We have gone out of our way in our plan from the very beginning to show the protesters for the responsibility that they had. We had already scrubbed the video archives, looking for those scenes. Somehow that wasn’t enough for Ms. Weiss. The video showed that the officer wasn’t standing in front of the car and she wasn’t driving toward him, but that’s what the president said about that, and that’s the way she wanted it described.

Did you do as she asked? I asked my producers, “Did we leave anything out that’s important? Did we make a mistake here? I don’t think so, but go back and look.” And then I sat down with a video editor, and I went over the video of the Renee Good killing over and over again, and realized that the event was not as the president said and not the way Bari Weiss remembered it. And it’s late. Our deadline was noon. It’s now almost 5 o’clock. That’s dangerous as hell. So I decided that I wouldn’t do those things. I wasn’t going to get in a debate about it. I wasn’t going to call Bari Weiss about it. I was just going to refuse to make those changes.

Did you change any language in the broadcast? Anything? Not that I recall based on her notes, but as you probably are aware, when you’re doing a story, especially on deadline, a lot of things happen, there’s a lot of input, and you’re just scrambling to save everybody’s skin because you’re going to have a crash, which is what happened.
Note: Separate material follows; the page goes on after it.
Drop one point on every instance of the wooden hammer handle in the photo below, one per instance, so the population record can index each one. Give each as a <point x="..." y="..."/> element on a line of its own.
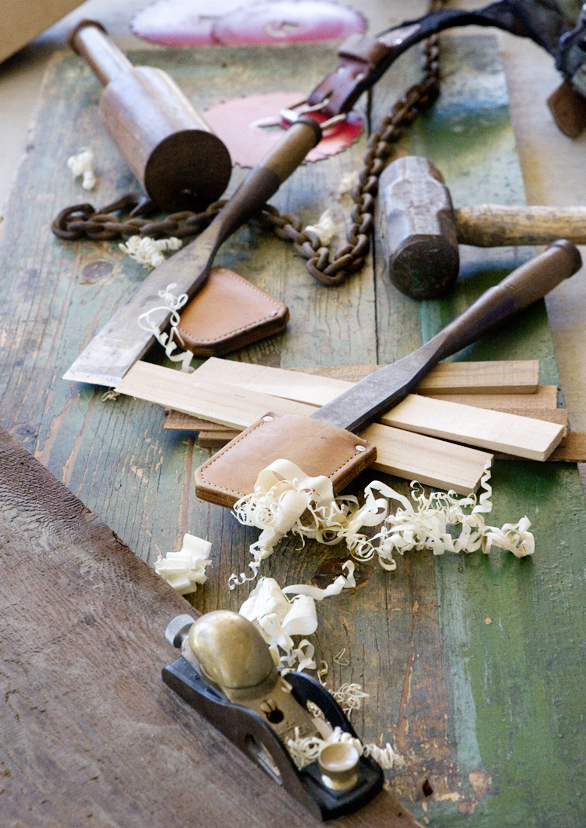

Next day I didn’t hear anything. Nobody called, nobody said anything. It occurred to me that maybe Bari Weiss didn’t see the broadcast and didn’t realize that those changes hadn’t been made. But that’s how that happened. There was a thumb on the scale for the president’s version of events that I felt was a level of political influence that I had never seen in 37 years at CBS News. [When asked about this incident, a CBS News spokesperson wrote, “In an email, Bari made four points in the course of editorial back-and-forth. They had no political motivation and were proposed solely to make the piece as strong, fair, and accurate as possible. As is frequently the case in any newsroom that operates with collaboration, not everything she raised made it into the final piece.”]

There was also breathless coverage that compared CBS layoffs to murder, a framing many saw as over the top. A New York Post piece quoted Pelley describing the firings in apocalyptic terms and breaking down in tears. The theatrical language did him no favors and made the episode look less like whistleblowing and more like a meltdown.

Jobless news veteran Scott Pelley broke down in tears as he claimed the hysterical tirade that got him fired from “60 Minutes” was a response to the “murders” of his “family” in a “Black Thursday massacre” at the show.

Pelley, 68, broke down several times during an interview with the New York Times as he discussed for the first time being axed from CBS News after nearly four decades at the network.

He conceded that he had been hyperbolic to accuse new network boss Bari Weiss of murdering “60 Minutes” — just to go even further, claiming it was the staff themselves that she murdered.

“It’s like your spouse being murdered,” he said at one point of the rejigging of staff with newcomers in to take charge at the show.

From a conservative viewpoint, this episode reads as a welcome shakeup of an establishment newsroom, not a tragedy. Veterans can have pride and perspective, but they also need to accept new leadership and new viewpoints. If CBS wants different editorial balance, that choice belongs to the company and its viewers, not to one anchor clinging to the old guard.

Pelley will get his 15 minutes in interviews and op-eds, and then attention will move on. Networks evolve, staff turn over, and audiences decide what they want to watch. The important question for conservatives is whether media institutions will open up to a broader range of voices or keep doubling down on the same cultural instincts that produced this conflict.